Running Standalone CUPiD (for existing CESM datasets)

Running Standalone CUPiD (for existing CESM datasets)#

CUPiD can be run either independently or via the CESM workflow. If you want to run CUPiD as part of a CESM case submission, we recommend looking at the Running CUPiD via CESM Workflow page. If you already have CESM data that you want to analyze, and don’t plan on running CESM to generate a case, you have come to the right place!

Setup#

Install CUPiD’s analysis and infrastructure environments per the usual setup instructions.

Activate the cupid-infrastructure environment:

conda activate cupid-infrastructure

Adjust CUPiD configuration#

Update the CUPiD configuration file with values relevant to your case.

cd examples/key_metrics

Request resources#

Request resources– eg, at NCAR, this may be useful:

qinteractive -l select=1:ncpus=12:mem=120GB

See more details for resource requests on tips and tricks for running at NCAR.

Postprocessing of Files#

Run Timeseries, if desired#

cupid-timeseries

Run Remapping, if desired#

Coming soon

cupid-remap

Run Diagnostics#

Running External Diagnostics#

One feature of CUPiD is that it is possible to run external diagnostic packages using CUPiD’s helper scripts that automatically generate necessary configuration files for a variety of external packages using the CUPiD configuration file. Additionally, CUPiD is set up to integrate output from these packages directly into one location where all CUPiD output is viewed. Packages that are integrated into CUPiD:

ADF
CVDP
LDF
ILAMB

Running CUPiD Diagnostics#

CUPiD’s main example for generating diagnostics is examples/key-metrics. Other examples with various sets of diagnostic notebooks from nblibrary are also available, or you can make your own example describing a different set of notebooks– or even add your own!

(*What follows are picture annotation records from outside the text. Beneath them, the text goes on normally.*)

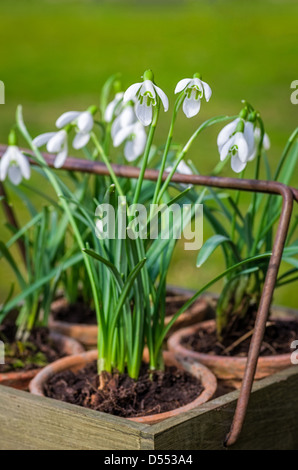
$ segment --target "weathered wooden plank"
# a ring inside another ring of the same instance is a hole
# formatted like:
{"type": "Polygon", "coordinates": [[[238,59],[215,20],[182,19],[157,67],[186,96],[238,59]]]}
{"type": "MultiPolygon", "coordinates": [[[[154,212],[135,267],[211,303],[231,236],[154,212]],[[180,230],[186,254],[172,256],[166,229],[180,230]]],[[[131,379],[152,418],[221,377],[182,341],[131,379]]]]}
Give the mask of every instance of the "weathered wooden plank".
{"type": "Polygon", "coordinates": [[[0,386],[0,449],[152,449],[148,425],[0,386]]]}
{"type": "MultiPolygon", "coordinates": [[[[298,367],[259,381],[233,449],[298,448],[298,367]]],[[[224,449],[239,392],[154,426],[0,386],[0,449],[224,449]]]]}
{"type": "MultiPolygon", "coordinates": [[[[298,367],[254,385],[247,417],[231,449],[298,449],[298,367]]],[[[154,448],[225,449],[239,392],[212,400],[197,410],[152,426],[154,448]]]]}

This will require multiple compute cores:

$ cupid-diagnostics
$ cupid-webpage  # Will build HTML from Jupyter Book

CUPiD Options#

Most of CUPiD’s configuration is done via the config.yml file, but there are a few command line options as well:

(cupid-infrastructure) $ cupid-diagnostics -h
Usage: cupid-diagnostics [OPTIONS] CONFIG_PATH

  Main engine to set up running all the notebooks.

Options:
  -s, --serial        Do not use LocalCluster objects
  -atm, --atmosphere  Run atmosphere component diagnostics
  -ocn, --ocean       Run ocean component diagnostics
  -lnd, --land        Run land component diagnostics
  -ice, --seaice      Run sea ice component diagnostics
  -glc, --landice     Run land ice component diagnostics
  -rof, --river-runoff Run river runoff component diagnostics
  --config_path       Path to the YAML configuration file containing specifications for notebooks (default config.yml)
  -h, --help          Show this message and exit.

Running in serial#

By default, several of the example notebooks provided use a dask LocalCluster object to run in parallel. However, the --serial option will pass a logical flag to each notebook that can be used to skip starting the cluster.

# Spin up cluster (if running in parallel)
client=None
if not serial:
  cluster = LocalCluster(**lc_kwargs)
  client = Client(cluster)

client

Specifying components#

If no component flags are provided, all component diagnostics listed in config.yml will be executed by default. Multiple flags can be used together to select a group of components, for example: cupid-diagnostics -ocn -ice.

View output#

After the last step is finished, you can use Jupyter to view generated notebooks in ${CUPID_ROOT}/examples/key-metrics/computed_notebooks or you can view ${CUPID_ROOT}/examples/key-metrics/computed_notebooks/_build/html/index.html in a web browser. If you’re at NCAR, you may also want to check out the FastX visualization tool

Clean computed notebook directory#

Furthermore, to clean the computed_notebooks folder which was generated by the cupid-diagnostics and cupid-webpage commands, you can run the following command:

$ cupid-clean

This will clean the computed_notebooks folder which is at the location pointed to by the run_dir variable in the config.yml file.